The White House called it "a landmark day in the history of Iraq," reports CBS News correspondent Mark Knoller.
Spokesman Scott McClellan offered U.S. congratulations to the Iraqi people for approving their constitution, calling it an encouraging sign that the political process in Iraq continues to move forward.
President Bush was expected to congratulate Iraqis later Tuesday when he speaks to military spouses at a Washington Air Force base.
British Foreign Secretary Jack Straw, whose country holds the rotating European Union presidency, said: "The Iraqi people have shown again their determination to defy the terrorists and take part in the democratic process." He called the vote "an important step in the development of a democratic, stable and inclusive Iraq."
Carina Perelli, the U.N. elections chief, praised a "very good job" with the audit of results by election officials and said "Iraq should be proud of the commission."
Farid Ayar, an official with the Independent Electoral Commission of Iraq, said the audit had turned up no significant fraud.
But Saleh al-Mutlaq, a Sunni Arab member of the committee that drafted the constitution, called the referendum "a farce" and accused government forces of stealing ballot boxes to reduce the percentage of "no" votes in several mostly Sunni-Arab provinces.
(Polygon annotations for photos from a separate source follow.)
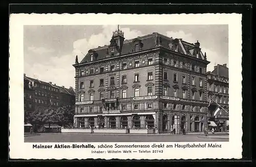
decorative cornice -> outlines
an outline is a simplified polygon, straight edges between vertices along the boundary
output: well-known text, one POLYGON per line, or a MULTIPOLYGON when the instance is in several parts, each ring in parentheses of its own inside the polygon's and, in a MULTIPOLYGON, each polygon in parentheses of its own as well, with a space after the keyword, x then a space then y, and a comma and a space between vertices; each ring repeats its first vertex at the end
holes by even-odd
POLYGON ((134 84, 133 86, 133 88, 139 88, 140 87, 140 85, 138 85, 138 84, 134 84))
POLYGON ((146 86, 146 87, 151 87, 151 86, 154 86, 154 84, 152 82, 148 82, 146 85, 145 85, 145 86, 146 86))
POLYGON ((93 89, 90 89, 90 90, 88 91, 88 93, 93 93, 94 92, 94 90, 93 89))

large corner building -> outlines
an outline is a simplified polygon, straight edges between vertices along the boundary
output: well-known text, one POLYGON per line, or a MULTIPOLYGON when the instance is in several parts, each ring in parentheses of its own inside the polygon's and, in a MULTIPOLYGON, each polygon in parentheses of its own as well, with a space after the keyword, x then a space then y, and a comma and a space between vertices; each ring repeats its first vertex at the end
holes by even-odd
POLYGON ((209 62, 198 41, 157 33, 124 40, 119 29, 110 40, 76 58, 76 127, 203 130, 209 62))

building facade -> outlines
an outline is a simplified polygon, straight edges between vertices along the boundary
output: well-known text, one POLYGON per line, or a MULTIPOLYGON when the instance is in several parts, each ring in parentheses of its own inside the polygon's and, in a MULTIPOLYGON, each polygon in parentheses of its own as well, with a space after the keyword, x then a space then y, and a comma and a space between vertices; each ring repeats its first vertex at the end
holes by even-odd
POLYGON ((206 66, 200 43, 154 33, 89 50, 75 64, 74 126, 97 128, 175 128, 207 125, 206 66))
POLYGON ((229 125, 228 68, 226 64, 218 64, 212 71, 207 72, 207 74, 208 100, 211 99, 215 103, 217 103, 216 108, 220 106, 216 116, 212 113, 209 113, 208 120, 211 118, 215 121, 218 131, 220 129, 226 131, 229 125))
MULTIPOLYGON (((58 108, 62 105, 74 107, 75 91, 26 76, 24 74, 24 112, 26 115, 34 111, 42 111, 49 106, 58 108)), ((27 120, 25 120, 25 122, 27 120)))

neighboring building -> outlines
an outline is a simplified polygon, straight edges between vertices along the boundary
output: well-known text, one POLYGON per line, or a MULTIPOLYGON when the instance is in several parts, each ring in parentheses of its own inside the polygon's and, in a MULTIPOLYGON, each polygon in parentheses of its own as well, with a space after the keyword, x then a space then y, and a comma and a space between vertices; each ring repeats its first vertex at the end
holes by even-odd
POLYGON ((57 108, 61 105, 74 107, 75 92, 59 87, 51 82, 46 82, 26 76, 24 74, 24 110, 28 112, 44 110, 50 106, 57 108))
POLYGON ((213 108, 208 116, 209 120, 214 121, 217 127, 217 130, 223 128, 223 130, 228 130, 228 68, 226 64, 223 65, 218 64, 214 67, 212 72, 207 72, 207 96, 208 100, 212 98, 215 104, 215 108, 213 108), (218 107, 220 109, 214 116, 215 111, 218 107))
POLYGON ((118 30, 109 45, 76 57, 75 126, 202 131, 209 62, 198 41, 156 33, 124 39, 118 30))

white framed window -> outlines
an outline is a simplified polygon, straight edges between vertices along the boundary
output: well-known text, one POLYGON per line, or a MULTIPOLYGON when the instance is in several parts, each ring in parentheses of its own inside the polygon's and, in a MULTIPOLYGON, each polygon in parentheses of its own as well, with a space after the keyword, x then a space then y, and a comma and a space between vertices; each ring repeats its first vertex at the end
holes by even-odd
POLYGON ((167 71, 163 72, 163 79, 168 80, 168 72, 167 71))
POLYGON ((104 99, 104 93, 103 92, 100 92, 99 93, 99 99, 100 100, 104 99))
POLYGON ((140 89, 139 88, 135 88, 134 89, 134 97, 139 97, 140 93, 140 89))
POLYGON ((192 85, 195 85, 195 76, 192 76, 191 80, 192 80, 192 85))
POLYGON ((80 101, 84 101, 84 94, 80 94, 80 101))
POLYGON ((178 81, 178 75, 177 73, 174 72, 174 81, 175 82, 177 82, 178 81))
POLYGON ((147 96, 152 96, 153 94, 152 87, 147 87, 147 96))
POLYGON ((139 74, 136 73, 134 74, 134 81, 138 82, 139 81, 139 74))
POLYGON ((113 99, 115 98, 115 91, 110 91, 110 99, 113 99))
POLYGON ((182 98, 185 99, 186 98, 186 90, 182 90, 182 98))
POLYGON ((127 76, 126 75, 122 76, 122 84, 127 83, 127 76))
POLYGON ((202 78, 199 78, 199 86, 203 86, 203 79, 202 78))
POLYGON ((93 101, 93 99, 94 98, 94 96, 93 93, 91 93, 90 94, 90 100, 93 101))
POLYGON ((186 84, 186 76, 182 75, 182 84, 186 84))
POLYGON ((153 80, 153 72, 148 72, 147 73, 147 80, 153 80))
POLYGON ((123 98, 126 98, 127 96, 127 91, 126 90, 122 90, 122 97, 123 98))
POLYGON ((135 67, 138 67, 140 66, 140 61, 135 61, 135 67))
POLYGON ((93 83, 93 80, 91 80, 90 81, 90 88, 93 88, 94 87, 94 84, 93 83))
POLYGON ((178 96, 178 89, 177 88, 174 88, 174 96, 178 96))
POLYGON ((166 87, 163 87, 163 95, 164 96, 168 96, 168 88, 166 87))

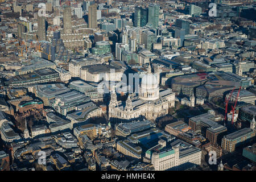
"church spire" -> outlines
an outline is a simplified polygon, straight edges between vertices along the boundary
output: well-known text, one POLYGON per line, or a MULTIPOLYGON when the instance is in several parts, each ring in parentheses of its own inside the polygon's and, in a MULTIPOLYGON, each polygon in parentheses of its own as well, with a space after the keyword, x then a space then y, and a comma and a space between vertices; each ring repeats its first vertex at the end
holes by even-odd
POLYGON ((148 67, 147 67, 147 73, 151 73, 151 66, 150 65, 150 62, 148 64, 148 67))

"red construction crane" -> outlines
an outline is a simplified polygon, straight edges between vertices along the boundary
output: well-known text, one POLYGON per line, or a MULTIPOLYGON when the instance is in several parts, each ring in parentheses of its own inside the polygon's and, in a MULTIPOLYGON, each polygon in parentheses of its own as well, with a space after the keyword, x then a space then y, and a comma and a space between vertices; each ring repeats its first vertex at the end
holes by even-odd
POLYGON ((236 100, 236 102, 234 107, 233 107, 233 106, 231 106, 231 107, 232 107, 232 125, 234 123, 234 110, 236 109, 236 107, 237 106, 237 99, 238 98, 239 94, 240 93, 241 88, 241 86, 240 86, 240 88, 239 88, 238 93, 237 93, 237 99, 236 100))
POLYGON ((232 96, 233 94, 233 92, 234 92, 234 89, 236 88, 236 86, 234 86, 234 88, 233 88, 232 91, 231 91, 231 92, 229 93, 229 97, 226 97, 226 98, 225 99, 225 103, 226 103, 226 107, 225 109, 225 120, 224 122, 226 121, 226 114, 228 113, 228 104, 229 102, 229 100, 231 98, 231 96, 232 96), (227 98, 228 98, 227 99, 227 98))

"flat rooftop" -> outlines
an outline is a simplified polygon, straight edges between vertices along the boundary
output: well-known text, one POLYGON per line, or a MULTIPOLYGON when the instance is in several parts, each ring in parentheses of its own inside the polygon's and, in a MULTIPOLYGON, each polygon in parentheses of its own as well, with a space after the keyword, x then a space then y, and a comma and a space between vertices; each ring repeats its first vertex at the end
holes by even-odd
POLYGON ((107 64, 94 64, 82 67, 82 69, 88 69, 92 74, 110 73, 110 69, 114 69, 115 72, 119 72, 120 69, 107 64))
POLYGON ((225 137, 228 140, 233 140, 244 136, 245 135, 250 134, 250 133, 252 133, 254 131, 253 129, 251 129, 250 128, 244 128, 239 131, 228 134, 224 137, 225 137))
"The people were shocked to find out that their vote is worthless because of the major fraud that takes place in Iraq," he said on Al-Arabiya TV.
The militants kept up their deadly attacks Tuesday.
A suicide car bomb exploded near a regional government ministry, which houses Kurdish forces known as peshmerga, on the outskirts of the predominantly Kurdish city of Sulaimaniyah, killing 12 people, Lt. Col. Taha Redha, a peshmerga official, said.
About 45 minutes earlier, a suicide car bomb rammed into a seven-car convoy carrying Mullah Bakhtiyar, a senior Kurdish official in President Jalal Talabani's Patriotic Union of Kurdistan party, said police Col. Najim al-Din Qader. The blast in Sulaimaniyah city wounded two of the convoy's guards and damaged two of its cars, Qader said. Bakhtiyar was not hurt.
Sulaimaniyah, 160 miles northeast of Baghdad, is where the PUK party is based, and is considered one of the most peaceful areas of Iraq.
The U.S. military said two Marines were killed by a roadside bomb during fighting with insurgents on Friday near Amiriyah, a village in western Baghdad. That raised to 1,999 the number of members of the U.S. military who have died since the Iraq war started in March 2003, according to an AP count.
The vote on the constitution was 78.59 percent in favor of ratification and 21.41 percent against, the commission said. The charter required a simple majority nationwide with the provision that if two-thirds of the voters in any three provinces rejected it, the constitution would be defeated.
Some 9.8 million Iraqis cast ballots in the referendum, or 63 percent of registered voters. That was slightly higher than the approximately 60 percent turnout for January's legislative vote, which was boycotted by many Sunni Arabs.